Now watch what happens if we take a vector x of R³ and put it into x~ of R⁴.
This vector will be in homogeneous coordinates in R⁴ x~=(x1, x2, x3, 1). The last component simply being 1 if it is a point and 0 if it's simply a direction (which couldn't be translated anyway).
So you have the linear combination:
x~' = M * x = [a b c t] * x = x1*a + x2*b + x3*c + x4*t (4).
(x~' is the result vector when transforming the homogeneous vector x~)
Since we took a vector from R³ and put it into R⁴ our x4 component is 1 we have:
x~' = x1*a + x2*b + x3*c + 1*t
<=> x~' = x1*a + x2*b + x3*c + t (5).
which is exactly the upper linear transformation (3) with the translation t. This is called an affine transformation (linear transf. + translation).

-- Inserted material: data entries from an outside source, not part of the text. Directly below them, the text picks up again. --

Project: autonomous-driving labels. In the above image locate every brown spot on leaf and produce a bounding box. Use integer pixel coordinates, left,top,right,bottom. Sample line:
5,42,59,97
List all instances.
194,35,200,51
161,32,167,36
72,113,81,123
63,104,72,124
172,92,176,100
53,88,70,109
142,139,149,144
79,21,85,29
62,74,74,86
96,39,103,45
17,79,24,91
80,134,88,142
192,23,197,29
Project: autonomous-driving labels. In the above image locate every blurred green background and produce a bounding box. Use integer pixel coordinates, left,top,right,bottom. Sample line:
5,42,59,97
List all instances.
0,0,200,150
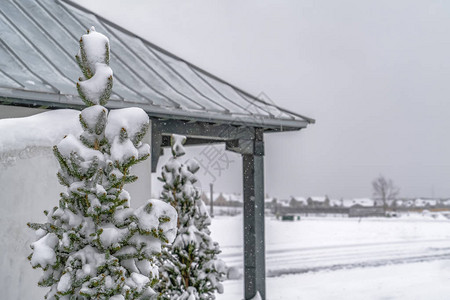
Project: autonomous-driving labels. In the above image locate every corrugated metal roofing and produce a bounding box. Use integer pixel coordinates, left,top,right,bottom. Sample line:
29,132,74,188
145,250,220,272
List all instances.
0,0,314,130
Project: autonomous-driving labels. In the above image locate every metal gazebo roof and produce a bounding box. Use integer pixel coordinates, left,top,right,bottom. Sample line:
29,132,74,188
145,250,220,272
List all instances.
0,0,314,300
0,0,314,130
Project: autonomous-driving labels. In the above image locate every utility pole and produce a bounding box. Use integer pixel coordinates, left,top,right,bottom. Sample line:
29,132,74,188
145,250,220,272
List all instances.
209,183,214,218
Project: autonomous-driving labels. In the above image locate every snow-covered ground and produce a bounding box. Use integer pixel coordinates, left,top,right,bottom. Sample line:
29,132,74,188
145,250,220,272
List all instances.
211,215,450,300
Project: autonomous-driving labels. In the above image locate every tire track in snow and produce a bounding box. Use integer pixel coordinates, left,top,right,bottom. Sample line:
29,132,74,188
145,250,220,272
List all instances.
221,239,450,277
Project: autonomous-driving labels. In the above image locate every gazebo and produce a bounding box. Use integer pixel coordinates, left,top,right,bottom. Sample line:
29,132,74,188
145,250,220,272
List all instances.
0,0,314,299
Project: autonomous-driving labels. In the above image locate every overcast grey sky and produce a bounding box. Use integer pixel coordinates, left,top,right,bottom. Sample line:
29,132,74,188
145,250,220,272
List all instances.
76,0,450,198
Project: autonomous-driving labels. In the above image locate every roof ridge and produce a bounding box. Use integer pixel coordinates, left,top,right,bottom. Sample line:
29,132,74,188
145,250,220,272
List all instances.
59,0,315,124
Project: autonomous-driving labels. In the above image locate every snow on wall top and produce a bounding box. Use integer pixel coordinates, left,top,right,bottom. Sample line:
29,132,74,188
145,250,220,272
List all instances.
0,109,82,163
0,0,314,130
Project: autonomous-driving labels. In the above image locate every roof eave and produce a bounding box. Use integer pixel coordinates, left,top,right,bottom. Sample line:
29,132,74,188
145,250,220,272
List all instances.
0,87,311,131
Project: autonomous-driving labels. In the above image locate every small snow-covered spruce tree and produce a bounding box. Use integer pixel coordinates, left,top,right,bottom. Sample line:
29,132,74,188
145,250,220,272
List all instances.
156,135,226,300
28,27,177,300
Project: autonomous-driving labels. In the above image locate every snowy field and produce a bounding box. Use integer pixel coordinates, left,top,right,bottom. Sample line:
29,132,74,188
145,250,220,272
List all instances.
211,215,450,300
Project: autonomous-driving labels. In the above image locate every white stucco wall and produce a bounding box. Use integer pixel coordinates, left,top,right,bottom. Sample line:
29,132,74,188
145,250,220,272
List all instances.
0,105,151,300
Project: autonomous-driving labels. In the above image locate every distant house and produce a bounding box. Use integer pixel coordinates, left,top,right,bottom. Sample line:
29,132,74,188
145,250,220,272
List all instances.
307,196,330,207
289,196,308,207
343,198,377,207
330,199,344,207
414,198,437,207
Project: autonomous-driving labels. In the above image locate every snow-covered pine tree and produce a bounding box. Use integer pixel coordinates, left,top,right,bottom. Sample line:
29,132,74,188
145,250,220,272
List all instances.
28,27,177,300
156,135,226,300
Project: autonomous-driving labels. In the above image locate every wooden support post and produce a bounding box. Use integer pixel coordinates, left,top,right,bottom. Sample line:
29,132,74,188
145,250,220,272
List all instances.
242,133,266,300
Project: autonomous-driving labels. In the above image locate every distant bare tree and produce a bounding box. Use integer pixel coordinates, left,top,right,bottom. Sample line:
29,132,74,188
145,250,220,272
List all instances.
372,175,400,211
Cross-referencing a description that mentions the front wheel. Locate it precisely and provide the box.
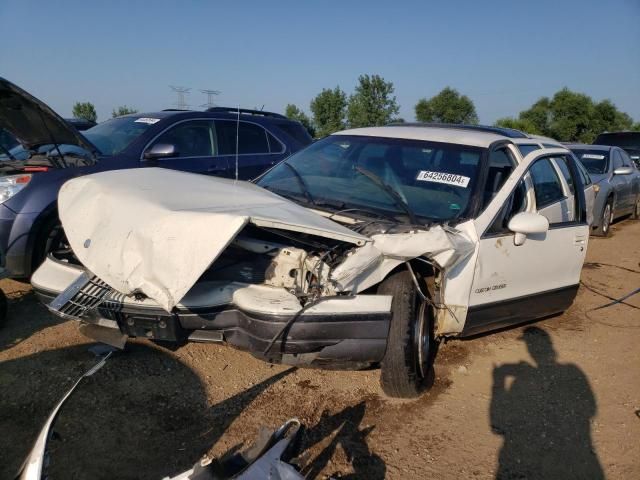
[632,195,640,220]
[33,217,75,271]
[378,271,435,398]
[593,198,613,237]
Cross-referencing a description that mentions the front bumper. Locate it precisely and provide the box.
[32,258,391,368]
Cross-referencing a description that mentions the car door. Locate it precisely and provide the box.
[611,147,632,212]
[142,119,229,177]
[618,149,639,213]
[216,120,284,180]
[463,149,589,335]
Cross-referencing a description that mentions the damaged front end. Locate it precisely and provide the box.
[32,169,475,368]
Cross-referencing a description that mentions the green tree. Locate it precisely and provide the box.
[72,102,98,122]
[111,105,138,118]
[496,88,633,143]
[284,103,316,137]
[347,75,400,128]
[310,87,347,137]
[415,87,478,125]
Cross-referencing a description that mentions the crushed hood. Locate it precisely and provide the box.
[58,168,370,311]
[0,78,98,153]
[58,168,475,311]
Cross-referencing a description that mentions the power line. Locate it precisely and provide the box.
[169,85,191,110]
[200,90,220,108]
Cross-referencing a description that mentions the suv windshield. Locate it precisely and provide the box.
[571,149,609,174]
[257,135,483,221]
[82,117,157,155]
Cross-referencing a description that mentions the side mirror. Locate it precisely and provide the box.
[508,212,549,245]
[144,143,178,160]
[613,167,633,175]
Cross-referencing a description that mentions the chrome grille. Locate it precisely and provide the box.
[47,272,113,318]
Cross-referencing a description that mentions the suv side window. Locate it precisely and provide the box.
[555,156,576,195]
[574,161,592,187]
[619,150,634,168]
[529,158,564,210]
[216,120,270,155]
[151,120,216,158]
[482,147,516,209]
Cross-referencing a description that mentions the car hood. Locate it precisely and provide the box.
[58,168,474,311]
[0,78,99,155]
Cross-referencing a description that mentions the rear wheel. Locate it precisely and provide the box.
[378,271,435,398]
[593,197,613,237]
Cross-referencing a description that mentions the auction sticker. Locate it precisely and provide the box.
[416,170,471,188]
[135,117,160,125]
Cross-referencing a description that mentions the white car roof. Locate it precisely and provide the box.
[333,126,510,148]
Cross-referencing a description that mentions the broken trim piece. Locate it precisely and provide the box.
[16,352,112,480]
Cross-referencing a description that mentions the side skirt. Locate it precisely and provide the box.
[459,285,579,337]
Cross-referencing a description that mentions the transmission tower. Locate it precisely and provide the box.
[200,90,220,108]
[169,85,191,110]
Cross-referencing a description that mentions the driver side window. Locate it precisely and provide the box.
[485,180,527,236]
[149,120,216,158]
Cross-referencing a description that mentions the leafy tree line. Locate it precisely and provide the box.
[495,88,640,143]
[71,102,138,122]
[286,79,640,143]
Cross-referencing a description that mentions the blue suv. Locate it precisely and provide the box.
[0,78,312,278]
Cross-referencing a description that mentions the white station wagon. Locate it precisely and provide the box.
[32,125,593,397]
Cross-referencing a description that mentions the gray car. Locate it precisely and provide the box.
[567,144,640,237]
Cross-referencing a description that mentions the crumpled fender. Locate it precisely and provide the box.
[331,225,475,293]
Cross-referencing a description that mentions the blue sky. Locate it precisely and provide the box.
[0,0,640,123]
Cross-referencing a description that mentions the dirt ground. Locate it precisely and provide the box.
[0,220,640,479]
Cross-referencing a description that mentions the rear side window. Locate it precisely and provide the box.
[529,158,564,210]
[277,122,313,146]
[267,132,285,153]
[555,157,576,195]
[516,143,540,157]
[620,150,634,168]
[216,120,270,155]
[613,150,622,170]
[574,158,592,187]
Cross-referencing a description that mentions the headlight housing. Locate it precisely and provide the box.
[0,173,31,203]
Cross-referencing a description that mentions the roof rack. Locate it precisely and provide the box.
[388,122,529,138]
[206,107,287,119]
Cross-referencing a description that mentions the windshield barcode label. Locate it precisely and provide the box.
[417,170,471,188]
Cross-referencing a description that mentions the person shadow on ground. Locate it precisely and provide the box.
[489,327,604,480]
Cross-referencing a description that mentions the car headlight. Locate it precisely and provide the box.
[0,173,31,203]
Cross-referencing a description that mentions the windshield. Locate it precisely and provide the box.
[572,150,609,174]
[257,135,483,221]
[82,117,159,155]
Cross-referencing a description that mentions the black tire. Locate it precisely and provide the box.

So with a 3x3 Matrix and a vector of R³ you couldn't do translations. However adding another dimension having a vector in R⁴ and a Matrix in R^4x4 you actually can do it.
However when you want to return to R³ you have to divide the first components with the last one. This is called "dehomogenizing". Which is the the x4 component or in your variable naming the w-component. So x is the original coordinate in R³. Be x~ in R⁴ and the homogenized vector of x. And x' in R³ of x~.
x' = (x1/x4, x2/x4, x3/x4) (6).
Then x' is the dehomogenized vector of the vector x~.
Coming back to perspective division:
(I will leave it out, because many here have explained the divide by z already. It's because of the relationship of a right triangle, being similar which leads you to simplify that with a given focal length f a z values with y coordinate lands at y' = f*y/z. Also since you stated [I hope I didn't misread that you already know why this is done I simply leave a link to a YT-Video here, I find it very well explained on the course lecture CMU 15-462/662 ).
When dehomogenizing the division by the w-component is a pretty handy property when returning to R³. When you apply homogeneous perspective Matrix of 4x4 on a vector you simply put the z component into the w component and let the dehomogenizing process (as in (6) ) perform the perspective divide. So you can setup the w-Component in a way that the division by w divides by z and also maps the values from 0 to 1 (basically you put the range of z-near to z-far values into a range floating points are precise at).
This is also described by Ravi Ramamoorthi in his Course CSE167 when he explains how to set up the perspective projection matrix.
I hope this helped to understand the rational of putting z into the w component. Sorry for my horrible formatting and lengthy text. Yet I hope it helped more than it confused.
Best of luck!
Actually, via standard notational convention from a 4x4 perspective matrix with sightline along a 'z' direction, 'w' differs by 1 from the distance ratio. Also that ratio, though interpreted correctly, is normally expressed as -z/d where 'z' is negative (therefore producing the correct ratio) because, again, in common notational convention, the camera is looking in the negative 'z' direction.
The reason for the offset by 1 needs to be explained. Many references put the origin at the image plane rather than the center of projection. With that convention (again with the camera looking along the negative 'z' direction) the distance labeled 'z' in the similar triangles diagram is thereby replaced by (d-z). Then substituting that for 'z' the expression for 'w' becomes, instead of 'z/d', (d-z)/d = [1-z/d]. To some these conventions may seem unorthodox but they are quite popular among analysts.